Operator Deep Q-Learning: Zero-Shot Reward Transferring in Reinforcement Learning
This addresses the problem of reward function inflexibility in reinforcement learning for researchers and practitioners, though it appears incremental as it builds on existing operator network concepts.
The paper tackles the problem of reinforcement learning algorithms being limited to single reward functions by proposing an operator view that maps reward functions to value functions, enabling zero-shot adaptation to unseen rewards. Their operator deep Q-learning framework outperforms existing methods in offline policy evaluation and optimization tasks.

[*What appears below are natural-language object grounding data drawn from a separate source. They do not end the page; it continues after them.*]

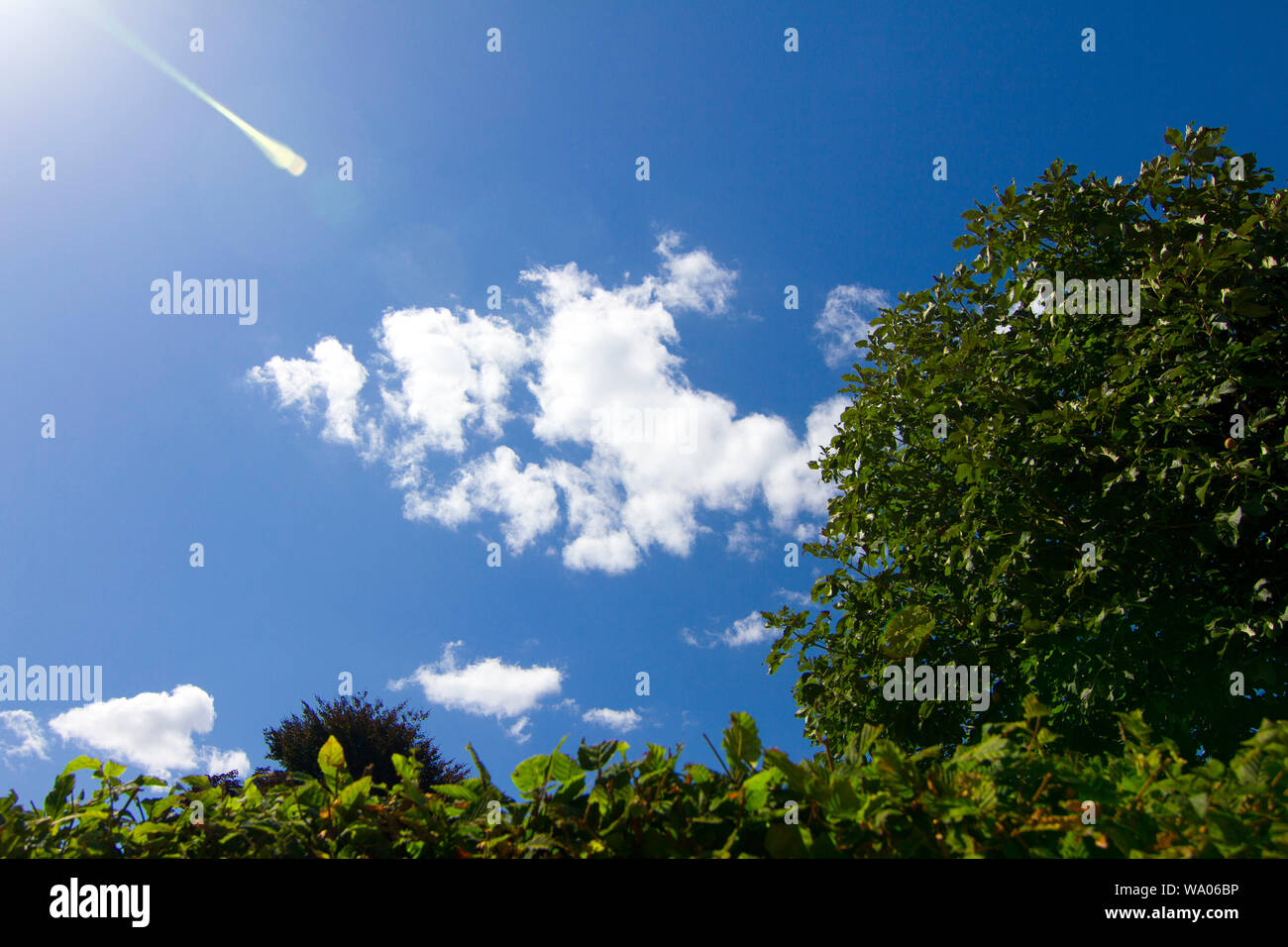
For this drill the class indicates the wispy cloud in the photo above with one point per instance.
(616, 720)
(845, 320)
(24, 725)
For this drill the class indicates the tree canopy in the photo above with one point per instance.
(1087, 500)
(370, 735)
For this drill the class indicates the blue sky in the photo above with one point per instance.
(346, 526)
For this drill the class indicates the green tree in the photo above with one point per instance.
(990, 449)
(369, 732)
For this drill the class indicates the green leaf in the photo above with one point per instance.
(595, 757)
(81, 763)
(114, 770)
(741, 742)
(331, 762)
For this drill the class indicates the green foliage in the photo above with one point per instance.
(370, 733)
(1069, 429)
(1009, 795)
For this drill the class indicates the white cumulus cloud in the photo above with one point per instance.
(630, 454)
(150, 731)
(487, 686)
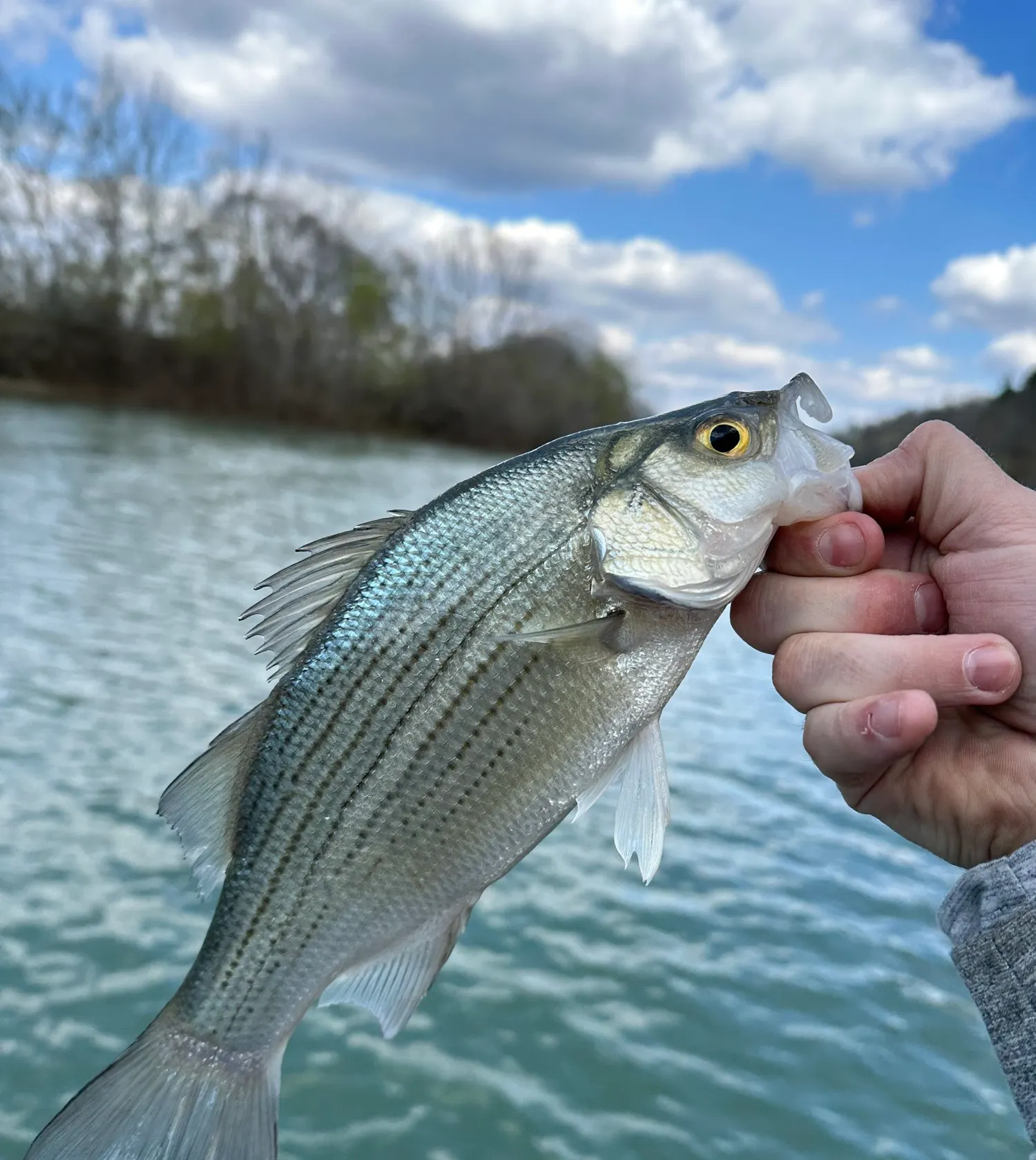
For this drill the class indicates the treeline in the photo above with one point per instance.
(143, 266)
(1004, 426)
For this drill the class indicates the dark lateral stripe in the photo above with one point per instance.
(264, 904)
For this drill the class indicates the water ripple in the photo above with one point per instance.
(778, 992)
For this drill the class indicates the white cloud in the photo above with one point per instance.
(887, 304)
(812, 300)
(689, 324)
(510, 93)
(643, 286)
(920, 358)
(1014, 351)
(995, 291)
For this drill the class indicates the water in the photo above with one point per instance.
(780, 991)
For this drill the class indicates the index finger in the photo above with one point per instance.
(838, 545)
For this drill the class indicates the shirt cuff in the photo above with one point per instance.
(988, 895)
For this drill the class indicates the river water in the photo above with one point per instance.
(780, 992)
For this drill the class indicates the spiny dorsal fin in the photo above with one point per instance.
(202, 803)
(391, 987)
(304, 593)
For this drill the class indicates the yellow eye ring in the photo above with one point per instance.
(729, 438)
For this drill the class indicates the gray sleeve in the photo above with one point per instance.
(990, 918)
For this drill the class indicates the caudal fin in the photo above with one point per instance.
(171, 1096)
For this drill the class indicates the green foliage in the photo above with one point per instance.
(134, 268)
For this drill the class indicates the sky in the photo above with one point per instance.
(723, 193)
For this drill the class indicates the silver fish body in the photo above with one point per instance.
(500, 657)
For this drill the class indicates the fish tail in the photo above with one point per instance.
(171, 1096)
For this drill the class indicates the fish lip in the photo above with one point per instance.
(800, 392)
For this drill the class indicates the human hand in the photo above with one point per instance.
(908, 636)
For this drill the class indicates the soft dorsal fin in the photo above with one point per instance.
(304, 593)
(643, 810)
(391, 987)
(202, 803)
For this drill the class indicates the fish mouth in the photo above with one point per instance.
(816, 465)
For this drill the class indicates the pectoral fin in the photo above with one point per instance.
(391, 987)
(643, 810)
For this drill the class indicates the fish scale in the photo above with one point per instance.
(452, 684)
(372, 719)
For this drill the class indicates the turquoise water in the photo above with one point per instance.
(780, 991)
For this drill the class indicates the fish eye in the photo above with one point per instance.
(727, 436)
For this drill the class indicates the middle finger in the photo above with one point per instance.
(774, 607)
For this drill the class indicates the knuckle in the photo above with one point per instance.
(796, 664)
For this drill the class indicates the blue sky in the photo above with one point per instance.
(725, 191)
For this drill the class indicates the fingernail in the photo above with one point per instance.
(883, 718)
(990, 668)
(930, 607)
(843, 547)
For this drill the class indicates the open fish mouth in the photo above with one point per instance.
(821, 481)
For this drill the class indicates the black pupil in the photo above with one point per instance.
(724, 438)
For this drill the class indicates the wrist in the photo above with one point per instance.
(988, 893)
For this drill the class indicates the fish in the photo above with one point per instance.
(450, 685)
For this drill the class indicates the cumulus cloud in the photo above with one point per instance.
(641, 286)
(993, 291)
(689, 324)
(1014, 351)
(524, 93)
(920, 358)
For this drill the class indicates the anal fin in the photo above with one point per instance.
(392, 986)
(202, 803)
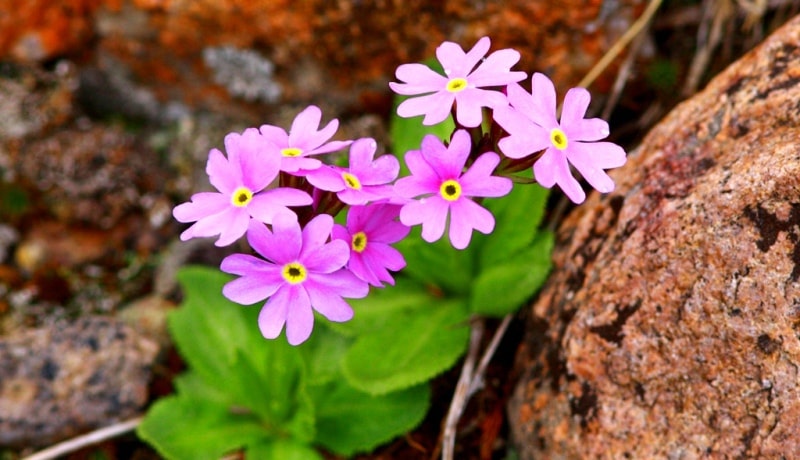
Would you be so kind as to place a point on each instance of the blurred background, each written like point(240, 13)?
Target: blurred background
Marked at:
point(108, 109)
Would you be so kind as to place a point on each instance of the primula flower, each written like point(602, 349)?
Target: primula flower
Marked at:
point(302, 141)
point(461, 83)
point(532, 125)
point(241, 179)
point(303, 272)
point(437, 177)
point(370, 231)
point(365, 180)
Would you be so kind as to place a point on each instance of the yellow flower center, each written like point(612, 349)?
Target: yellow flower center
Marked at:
point(558, 138)
point(351, 181)
point(291, 152)
point(241, 197)
point(457, 84)
point(294, 273)
point(359, 242)
point(450, 190)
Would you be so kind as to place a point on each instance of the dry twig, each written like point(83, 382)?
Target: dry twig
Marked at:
point(88, 439)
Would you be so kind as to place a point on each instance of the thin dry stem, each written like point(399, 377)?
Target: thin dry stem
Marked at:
point(88, 439)
point(461, 394)
point(620, 45)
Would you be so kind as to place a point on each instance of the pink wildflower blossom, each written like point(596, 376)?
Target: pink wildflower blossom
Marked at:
point(436, 176)
point(461, 83)
point(303, 140)
point(302, 273)
point(531, 123)
point(241, 179)
point(364, 180)
point(370, 231)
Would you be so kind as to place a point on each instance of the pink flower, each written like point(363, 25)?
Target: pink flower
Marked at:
point(461, 83)
point(302, 141)
point(302, 273)
point(241, 179)
point(370, 231)
point(531, 123)
point(365, 180)
point(437, 177)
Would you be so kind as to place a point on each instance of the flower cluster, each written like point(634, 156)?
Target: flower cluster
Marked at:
point(274, 189)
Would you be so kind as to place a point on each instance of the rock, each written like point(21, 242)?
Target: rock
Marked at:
point(60, 381)
point(343, 51)
point(670, 326)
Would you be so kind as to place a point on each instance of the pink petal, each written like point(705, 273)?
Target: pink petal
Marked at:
point(304, 125)
point(555, 169)
point(329, 303)
point(544, 97)
point(418, 79)
point(584, 161)
point(203, 204)
point(470, 101)
point(273, 314)
point(575, 104)
point(233, 228)
point(275, 135)
point(294, 164)
point(258, 169)
point(327, 147)
point(266, 205)
point(340, 232)
point(591, 129)
point(299, 317)
point(455, 62)
point(525, 137)
point(479, 182)
point(327, 178)
point(359, 266)
point(464, 216)
point(341, 282)
point(495, 69)
point(436, 107)
point(381, 171)
point(423, 180)
point(430, 212)
point(283, 244)
point(223, 175)
point(389, 257)
point(604, 155)
point(327, 258)
point(362, 152)
point(315, 234)
point(390, 232)
point(253, 287)
point(546, 168)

Reinforcement learning (RL) has drawn increasing interests in recent years due to its tremendous success in various applications. However, standard RL algorithms can only be applied for single reward function, and cannot adapt to an unseen reward function quickly. In this paper, we advocate a general operator view of reinforcement learning, which enables us to directly approximate the operator that maps from reward function to value function. The benefit of learning the operator is that we can incorporate any new reward function as input and attain its corresponding value function in a zero-shot manner. To approximate this special type of operator, we design a number of novel operator neural network architectures based on its theoretical properties. Our design of operator networks outperform the existing methods and the standard design of general purpose operator network, and we demonstrate the benefit of our operator deep Q-learning framework in several tasks including reward transferring for offline policy evaluation (OPE) and reward transferring for offline policy optimization in a range of tasks.